On 10 Jun 2013, at 16:10, James Knott wrote:

Carlos E. R. wrote:
localhost is in hosts, twice at least.

There's no problem with having more than one line with a host name.
Only the first one will be used.

That is not routinely true. Assuming a typical nsswitch.conf, both the traditional gethostbyname() and the modern getaddrinfo() calls that resolve names to addresses both return structures that include all addresses whose entries in /etc/hosts include the name as a value or all values provided by normal DNS resolution of the name, with no particular significance to the ordering of the addresses returned. If (as when setting Postfix's "inet_interfaces" parameter to a list of hostnames) a daemon's configuration tells it to listen on particular addresses by hostname, it is only rational for that daemon to see that as a directive to use all of the addresses to which the name resolves.

That's why this is a problem for Postfix: it is being told to open listeners using a name that resolves to 2 addresses: one that is bound to a configured network interface and 127.0.0.2, which isn't. A quirk of the Linux loopback implementation allows listeners to be opened on any address in 127/8 on the lo interface, but Postfix doesn't (and shouldn't) handle 127/8 specially and open listeners on arbitrary addresses that just happen to work. It sees that 127.0.0.2 isn't configured on any interface, reports its misconfiguration, and dies because that sort of error is severe for a MTA.

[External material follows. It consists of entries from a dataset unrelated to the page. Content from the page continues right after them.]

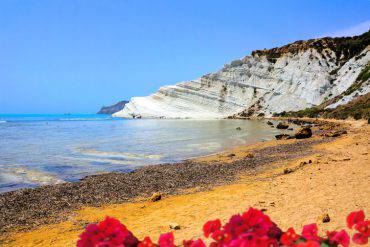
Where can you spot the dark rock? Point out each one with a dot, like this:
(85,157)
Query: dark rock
(282,125)
(283,137)
(304,132)
(335,133)
(287,170)
(156,197)
(113,108)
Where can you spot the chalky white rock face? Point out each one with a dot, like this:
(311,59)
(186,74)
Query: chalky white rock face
(255,85)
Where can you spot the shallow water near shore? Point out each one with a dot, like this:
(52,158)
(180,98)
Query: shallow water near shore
(48,149)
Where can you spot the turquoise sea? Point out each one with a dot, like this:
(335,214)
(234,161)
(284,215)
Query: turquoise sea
(47,149)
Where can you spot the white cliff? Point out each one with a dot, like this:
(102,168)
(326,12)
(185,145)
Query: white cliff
(290,78)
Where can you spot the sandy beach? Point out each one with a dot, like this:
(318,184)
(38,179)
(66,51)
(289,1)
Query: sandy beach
(295,181)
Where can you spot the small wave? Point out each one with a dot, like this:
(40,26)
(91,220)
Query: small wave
(23,174)
(84,119)
(119,154)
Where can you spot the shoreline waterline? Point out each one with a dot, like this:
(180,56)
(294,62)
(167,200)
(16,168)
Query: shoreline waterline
(38,149)
(23,208)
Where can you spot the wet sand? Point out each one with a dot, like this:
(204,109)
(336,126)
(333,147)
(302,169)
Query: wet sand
(327,175)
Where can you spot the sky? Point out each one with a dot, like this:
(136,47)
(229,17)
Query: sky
(73,56)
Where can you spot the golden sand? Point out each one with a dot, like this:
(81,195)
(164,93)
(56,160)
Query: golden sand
(336,182)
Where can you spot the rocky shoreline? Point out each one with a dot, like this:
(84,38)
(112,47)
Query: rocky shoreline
(28,208)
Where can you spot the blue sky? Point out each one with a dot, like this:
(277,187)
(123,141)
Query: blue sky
(59,56)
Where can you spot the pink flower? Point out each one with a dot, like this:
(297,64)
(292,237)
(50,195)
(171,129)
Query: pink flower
(289,237)
(147,242)
(166,240)
(355,217)
(363,234)
(211,227)
(309,232)
(341,238)
(192,243)
(359,238)
(309,243)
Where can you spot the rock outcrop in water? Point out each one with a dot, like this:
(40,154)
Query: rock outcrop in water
(289,78)
(113,108)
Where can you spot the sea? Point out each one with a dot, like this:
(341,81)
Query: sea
(48,149)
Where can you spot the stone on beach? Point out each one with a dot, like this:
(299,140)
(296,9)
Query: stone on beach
(304,132)
(283,137)
(282,125)
(156,197)
(174,226)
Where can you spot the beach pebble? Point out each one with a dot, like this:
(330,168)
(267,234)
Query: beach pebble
(304,132)
(174,226)
(283,137)
(249,155)
(156,197)
(282,125)
(287,170)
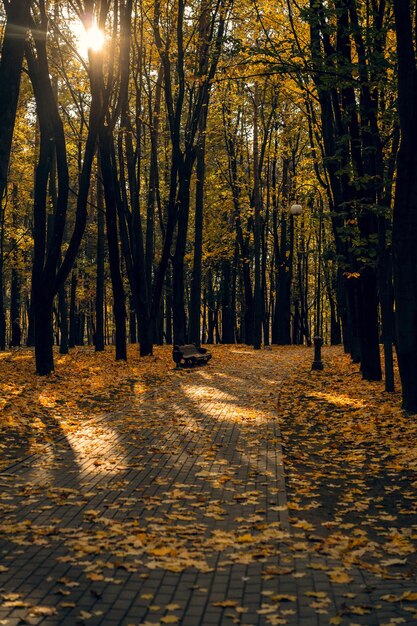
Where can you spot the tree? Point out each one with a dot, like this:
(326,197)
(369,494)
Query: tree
(405,207)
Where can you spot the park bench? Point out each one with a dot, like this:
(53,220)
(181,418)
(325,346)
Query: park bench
(189,354)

That you can ping that destination is not the same as pinging /from/
that IP.

How often do you ever ping from an IP?

Not very frequently, but apparently far more often than you would expect. :)

The best you can do is specify
which interface is to be used.

That does not accurately describe the functionality of the "-I" option to the modern Linux (iputils) version of ping nor of the analogous options in the BSD (-b/-S) and SVr4/Solaris (-i) ping implementations. All 3 of those provide for the specification of a source address OR an interface name.

The actual address used is the one
that's assigned to the interface that is used to reach the destination.

It is common for interfaces to have many more than one IP address assigned to them, so "the one that's assigned to the interface" may be a meaningless phrase. More precisely: a target address uses a particular route which is bound to an interface and may use a specific source address. If you do not specify a source address for ping to use, it will use the source address specific to the route (if their is one) or the default address for the interface to which the route is bound.